As for that false sense of security, that only works in the specific case of the attackers both evading your other defenses, but also being willing to check every door after achievinv their main objectives. Rigging the braincase controller as a sort of deadman switch to the nukes, next to additional wires and triggers at the other vital systems works for every type of boarding event. It would also make the mission almost unwinnable, but that's not really an issue from an in-game standpoint.
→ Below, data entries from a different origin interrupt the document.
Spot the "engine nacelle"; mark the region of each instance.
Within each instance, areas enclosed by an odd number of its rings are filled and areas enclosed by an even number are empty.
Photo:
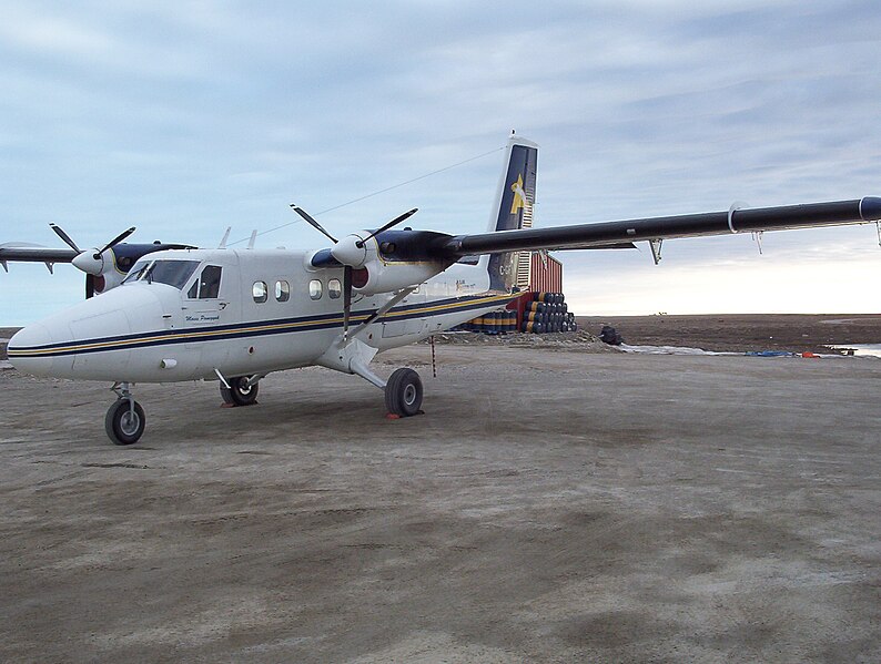
[[[353,270],[352,289],[362,295],[393,293],[422,284],[446,267],[446,263],[385,263],[375,258]]]

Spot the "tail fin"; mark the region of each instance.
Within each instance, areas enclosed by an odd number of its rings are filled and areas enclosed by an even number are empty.
[[[533,226],[538,145],[512,136],[505,151],[505,170],[496,191],[493,216],[488,231],[516,231]],[[515,286],[525,288],[529,283],[530,252],[508,252],[489,256],[489,288],[510,292]]]

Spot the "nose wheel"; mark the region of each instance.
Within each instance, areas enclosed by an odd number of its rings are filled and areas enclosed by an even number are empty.
[[[120,397],[107,411],[104,429],[113,445],[134,445],[146,426],[144,409],[131,397]]]
[[[232,406],[251,406],[257,402],[257,382],[251,382],[247,376],[237,376],[229,380],[230,387],[221,384],[221,397]]]
[[[422,406],[422,380],[413,369],[397,369],[385,385],[385,407],[392,415],[418,415]]]

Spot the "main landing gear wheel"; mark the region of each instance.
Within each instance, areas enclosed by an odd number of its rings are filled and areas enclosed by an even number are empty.
[[[259,384],[247,385],[247,376],[237,376],[230,379],[230,387],[221,384],[221,397],[226,403],[233,406],[251,406],[257,401]]]
[[[392,415],[409,417],[419,412],[422,380],[413,369],[397,369],[385,385],[385,407]]]
[[[117,399],[104,418],[104,429],[113,445],[134,445],[141,439],[145,425],[144,409],[129,399]]]

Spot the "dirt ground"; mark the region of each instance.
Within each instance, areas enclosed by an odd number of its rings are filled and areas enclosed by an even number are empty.
[[[881,344],[879,314],[579,316],[578,323],[595,335],[611,325],[635,346],[832,353],[827,344]]]
[[[626,328],[625,328],[626,329]],[[0,371],[0,660],[878,662],[874,358],[414,346],[259,405]]]

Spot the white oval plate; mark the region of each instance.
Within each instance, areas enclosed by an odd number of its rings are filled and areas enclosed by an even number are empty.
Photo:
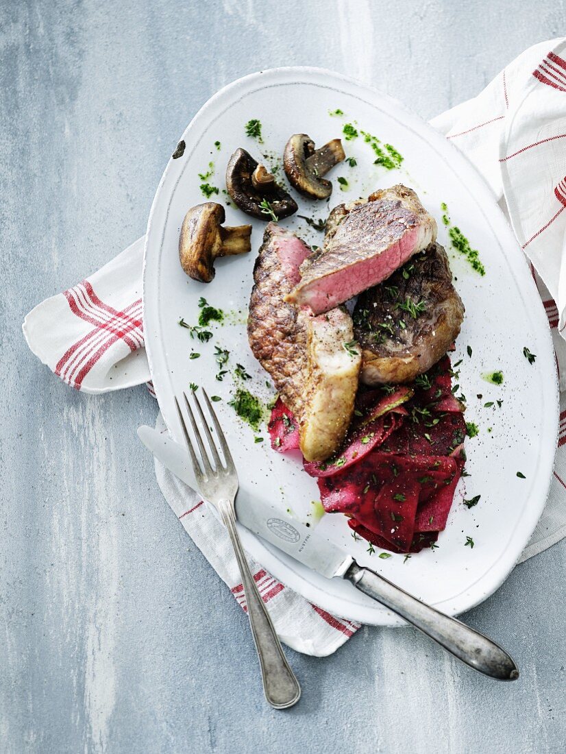
[[[329,111],[336,109],[344,116],[331,116]],[[263,145],[245,135],[244,125],[253,118],[262,121]],[[206,173],[210,162],[214,163],[215,172],[208,182],[222,189],[226,163],[237,147],[256,158],[268,155],[269,164],[277,161],[280,164],[292,133],[308,133],[322,145],[341,136],[344,123],[353,121],[358,130],[393,144],[404,157],[401,169],[388,172],[374,165],[375,155],[361,136],[344,141],[347,155],[356,158],[357,166],[335,168],[329,176],[334,182],[329,204],[301,200],[298,214],[326,216],[341,201],[398,182],[415,188],[438,221],[439,238],[448,250],[455,285],[466,305],[453,363],[463,360],[459,383],[468,399],[467,419],[477,424],[479,434],[466,441],[471,476],[460,482],[438,549],[413,555],[406,562],[399,555],[380,559],[378,552],[366,551],[365,541],[354,541],[346,519],[339,514],[324,516],[317,530],[354,555],[361,565],[455,615],[491,594],[528,541],[549,489],[558,410],[550,333],[528,266],[489,188],[448,141],[395,100],[329,71],[277,69],[246,76],[222,89],[183,134],[185,152],[170,160],[153,202],[145,237],[145,347],[159,406],[176,440],[182,442],[174,393],[187,390],[191,382],[205,386],[210,394],[222,398],[215,405],[236,461],[240,489],[262,495],[283,510],[290,509],[301,520],[312,520],[311,501],[319,499],[314,480],[302,471],[296,458],[271,449],[265,428],[261,432],[265,441],[255,443],[254,432],[237,418],[228,403],[237,385],[233,375],[237,363],[252,377],[246,383],[249,390],[265,401],[273,396],[273,390],[266,387],[268,375],[248,346],[245,325],[252,271],[265,223],[227,207],[228,225],[252,222],[252,251],[217,262],[216,276],[208,285],[190,280],[181,269],[178,239],[188,208],[205,201],[198,173]],[[221,143],[219,150],[216,141]],[[340,190],[338,176],[347,178],[349,190]],[[213,197],[225,205],[226,198],[222,191]],[[453,223],[479,250],[485,277],[450,250],[442,222],[442,202],[448,204]],[[321,234],[296,216],[283,225],[297,230],[311,244],[320,243]],[[214,338],[207,344],[191,340],[188,331],[178,324],[181,317],[197,323],[200,296],[229,312],[226,323],[210,328]],[[231,352],[229,373],[222,382],[215,379],[215,345]],[[537,355],[532,365],[523,355],[524,346]],[[190,359],[191,350],[200,357]],[[502,386],[482,377],[496,369],[503,372]],[[503,400],[500,408],[497,400]],[[490,401],[494,406],[485,408]],[[518,477],[518,471],[525,478]],[[482,496],[471,509],[461,501],[464,482],[467,498]],[[350,584],[322,578],[246,530],[240,534],[248,552],[274,576],[321,608],[352,621],[399,624],[396,616]],[[465,545],[467,537],[473,539],[473,548]]]

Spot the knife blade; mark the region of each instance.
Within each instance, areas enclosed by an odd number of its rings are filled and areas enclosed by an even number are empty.
[[[197,488],[188,454],[167,432],[144,425],[138,429],[138,437],[176,477],[191,489]],[[210,507],[216,510],[214,506]],[[359,566],[336,545],[268,505],[252,492],[239,490],[236,515],[246,529],[308,568],[327,578],[339,577],[347,580],[474,670],[499,681],[519,678],[519,670],[512,658],[491,639],[421,602],[371,569]]]

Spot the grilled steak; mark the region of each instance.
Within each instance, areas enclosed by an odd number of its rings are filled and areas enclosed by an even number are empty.
[[[401,185],[340,205],[329,220],[324,247],[303,262],[286,298],[315,314],[381,283],[436,238],[434,218]]]
[[[248,338],[298,423],[303,455],[323,461],[338,448],[350,424],[361,357],[355,347],[344,347],[353,339],[347,311],[313,317],[283,300],[300,280],[299,265],[310,251],[290,231],[268,225],[254,268]]]
[[[464,304],[439,244],[363,293],[353,311],[362,382],[409,382],[435,364],[460,332]]]

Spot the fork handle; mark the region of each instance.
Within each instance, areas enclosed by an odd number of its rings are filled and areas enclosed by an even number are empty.
[[[246,553],[236,529],[234,504],[229,500],[220,500],[216,507],[228,529],[236,559],[240,566],[249,625],[252,627],[253,640],[262,668],[262,680],[265,698],[271,706],[277,710],[284,710],[286,707],[292,706],[298,701],[301,697],[301,687],[289,666],[271,618],[249,570]]]

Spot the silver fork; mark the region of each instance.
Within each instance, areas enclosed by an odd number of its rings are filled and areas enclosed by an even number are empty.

Well, fair enough on the nuke setup.
Nevertheless, it was probably in the UWM's interest to preserve the ship if possible - so if someone gets to the computer, they don't wire the door so that maybe the robots get the looterpirates if they're not fast enough and the ship keeps recording observations when the people are killed and their corpses mopped up, if the computer can be bothered. And maybe they didn't count on somebody being quick (and synthfleshed) enough to just rip the braincase out of the computer before it could set off the self-destruct signal in the event of robot failure. They'd prolly try to hack it first, the rationale would go, and if robots get disabled or it looks like it's otherwise working, well, nuking time.
And the arsenal is probably a high-value spot, somewhere that looterpirates might be very interested in (as they would be in every room, being looterpirates - the Haebi, meanwhile, would spill into the arsenal eventually anyway), so it makes sense to tripwire that. Nukes are reasonably valuable as far as I'm aware.
No need. You just set the nukes to explode if the computer stops giving a "hey I'm alive and kicking" signal for more than a couple seconds/minutes. That way, it'd be impossible to ever disable the robots without the ship self destructing. Then the only way to win is to hack the computer into thinking all is well, while keeping up the facade it might still come out on top while you are hacking (to prevent manual self destruct). A much more watertight system than tripping some random doors not even leading to truly vital areas.